The Spritz Aromatic is very similar to the Bitters & Soda Dry Aromatic, with the implication of just a little more sweetness, coupled with the bitterness of gentian root and spices. Hella suggests mixing this one with practically anything, from gin or bourbon to just combining it with rose wine.
Personally, though, I found the spice profile of the Spritz Aromatic to be a bit on the overbearing side. On the nose, it’s fairly pleasant, with a lot of aromatic bitters, rounded out by sweet citrus. On the palate, though, the spice notes of the bitters go into overdrive, and this is extremely strongly flavored with elements of cinnamon and allspice. I’m reminded of Christmas cookies, in fact, but they’re like cookies where someone messed up TSP and TBSP while measuring spices. The bitterness, meanwhile, has been stepped back a touch from the Dry Aromatic, but overall I simply find the intensity of the spices to be too much.
There had to be at least one flavor in the bunch that suggested mixing with tequila, and grapefruit is the obvious candidate. Like the others, this is “boldly unsweetened” and contains some of the same gentian root and spices. The nose is fairly light overall, but anyone who drinks grapefruit seltzer—I consume a ridiculous amount of it—would have no trouble confirming on the nose that grapefruit is the flavor. Spice notes, thankfully, are much more hidden here on the nose than they are on something like the Spritz Aromatic.

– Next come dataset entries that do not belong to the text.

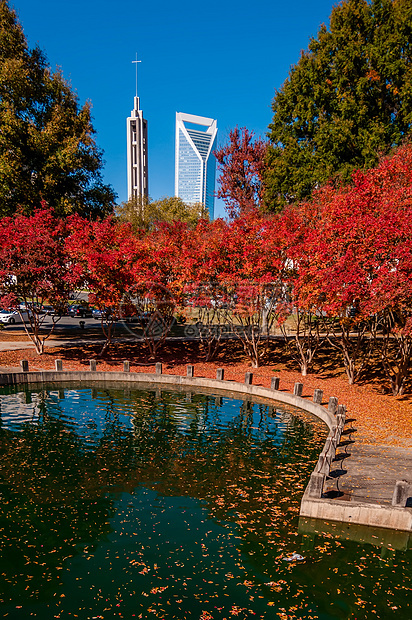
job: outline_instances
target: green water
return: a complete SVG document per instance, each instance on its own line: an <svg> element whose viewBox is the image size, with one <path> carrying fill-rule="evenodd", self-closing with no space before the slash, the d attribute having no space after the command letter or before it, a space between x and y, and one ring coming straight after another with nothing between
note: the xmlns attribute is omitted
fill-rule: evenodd
<svg viewBox="0 0 412 620"><path fill-rule="evenodd" d="M0 407L0 618L412 617L410 550L299 529L321 422L149 390Z"/></svg>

On the palate, this one has pleasant notes of ripe grapefruit and mild herbaceousness, but is as dry as advertised, which suggests a certain character of grapefruit pith. Bitterness is moderate, and not too hard to tolerate on its own. Spice character is somewhat less up front than in the lemon-lime, and definitely much less assertive than the Spritz Aromatic. All in all, with a splash of tequila added, it’s a nice bitter agave aperitif, one that would be excellent in hot weather.